My goal is to encourage you to document important information about living in your home, for day-to-day purposes as well as when emergencies occur.
This repository contains templates outlining the recommended information to include in your Home manual.
Luke Mewburn, Luke@Mewburn.net.
24 February 2023.
Over recent years a couple of friends have unexpectedly lost their partners. Aside from their grief, important knowledge about how their home operated was lost or hard to find.
My beloved wife Inger (AKA Thesis Whisperer) and I discussed me writing a "Home manual" documenting important and useful information about our home, because most of the information was either in my head or spread across years of email messages in my personal mail account.

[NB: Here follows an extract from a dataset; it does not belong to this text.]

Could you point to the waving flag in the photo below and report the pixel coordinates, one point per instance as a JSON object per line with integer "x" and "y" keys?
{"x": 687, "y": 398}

I wrote the initial version of our Home manual over the summer break of December 2022 - January 2023, and it's currently 34 pages of documentation and diagrams.
Home Manual Template, in Markdown
- Keep the Home manual up to date.
- Documentation:
- Server provider information:
- Contact information.
- Account and/or customer numbers.
- Plan details (if relevant).
- Password manager entry.
- Device information:
- Description, model, location, serial number, purchase date, warranty expiry date, supplier, installer (if separate to supplier).
- Don't store sensitive information such as passwords - use a password manager. A reference to the relevant entry in the password manager entry is sensible.
- Server provider information:
- Diagrams:
- These don't need to be architectural, construction, or engineering grade. The important point is to contain information useful to lay-people. My diagrams are specifically "not to scale".
- Maintain layers (if your diagram software supports layers) for:
- External property plan.
- Internal home plan.
- Services: electricity, garden, IoT, lights, network, water/sewer, (etc.)
- Software:
- Use software and tools that are useable and maintainable by your household. Our household all has at least one personal iOS or macOS device, so I used Apple Pages. Google Docs or Microsoft Word are other options.
- Export to PDF and store in well-known locations.
- Print the manual and store in a well-known location. Even just the first few pages with emergency and critical information can be helpful.
Use a good password manager for your personal passwords and information.
Setup a "Shared family" section (... shared with your family) with entries including:
- Household services (energy, internet, water)
- Insurance documents (home, car)
- Wifi passwords
We currently use 1Password, but other password managers such as Bitwarden are also well regarded.